Depuis le début de la campagne des classiques flandriennes, Mathieu van der Poel a déjà mis en lumière une nouvelle option chez Canyon.
Aligné sur certaines courses avec le Canyon Endurace CFR, le Néerlandais a montré qu’un vélo orienté vers le contrôle et le confort pouvait aussi répondre aux exigences de performance du très haut niveau.

À l’approche de Paris-Roubaix, ce positionnement prend encore plus de sens, sur un terrain où la gestion des chocs et de la fatigue reste déterminante.

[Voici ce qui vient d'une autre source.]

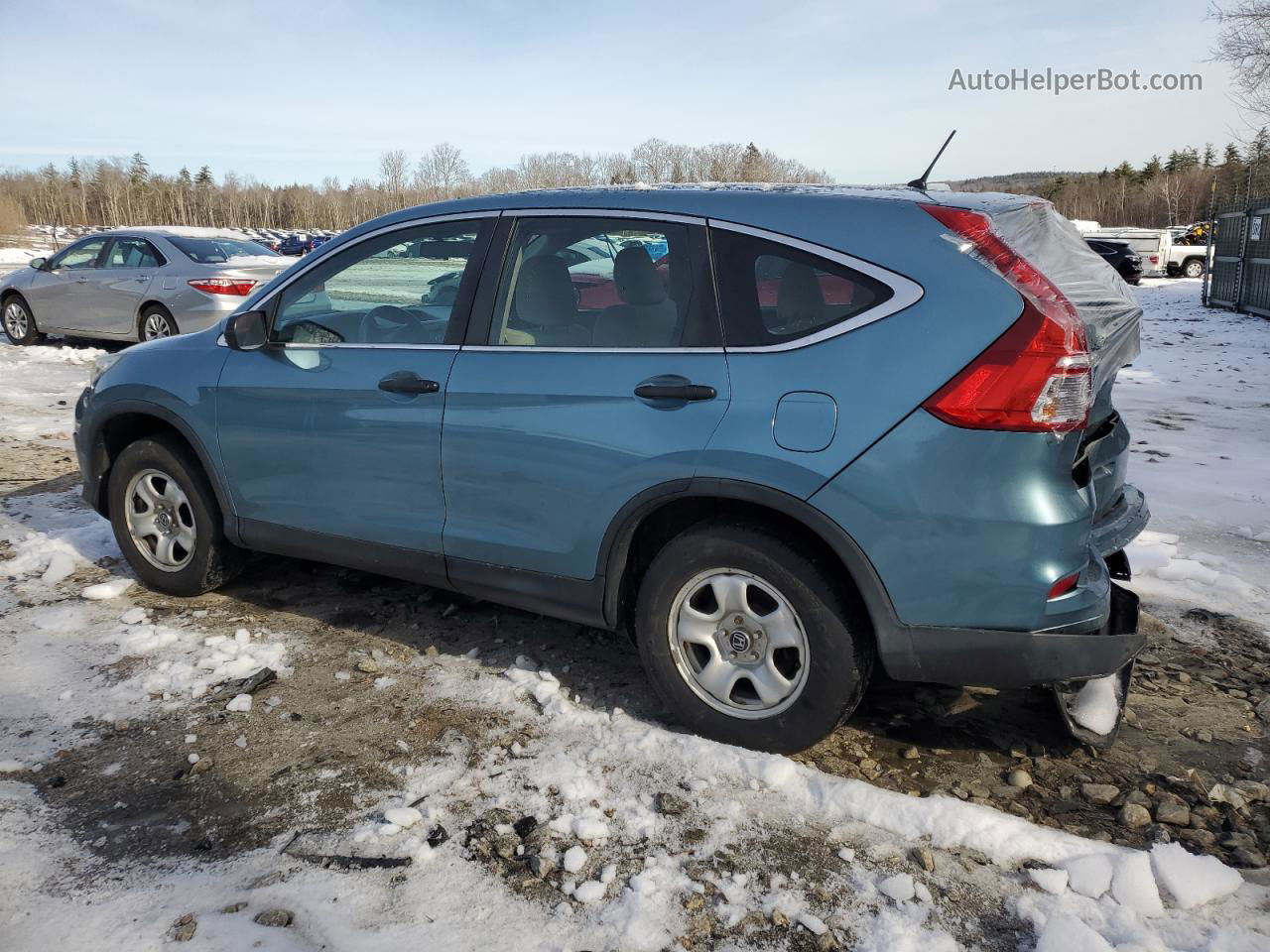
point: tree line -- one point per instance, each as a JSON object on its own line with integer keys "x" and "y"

Un vélo pensé pour Paris-Roubaix et les classiques
Développé en collaboration avec l’équipe Alpecin-Deceuninck, le Canyon Endurace CFR s’inscrit dans une logique claire : proposer un vélo capable de rester rapide tout en apportant plus de maîtrise sur les terrains exigeants comme les pavés.

Le travail réalisé sur le cadre va dans ce sens. Le Canyon Endurace CFR affiche une rigidité au niveau de la direction de 115 N/°, contre 103 N/° sur l’Aeroad CFR. L’écart peut sembler limité, mais il se traduit concrètement par un avant du vélo qui se déforme moins sous contrainte.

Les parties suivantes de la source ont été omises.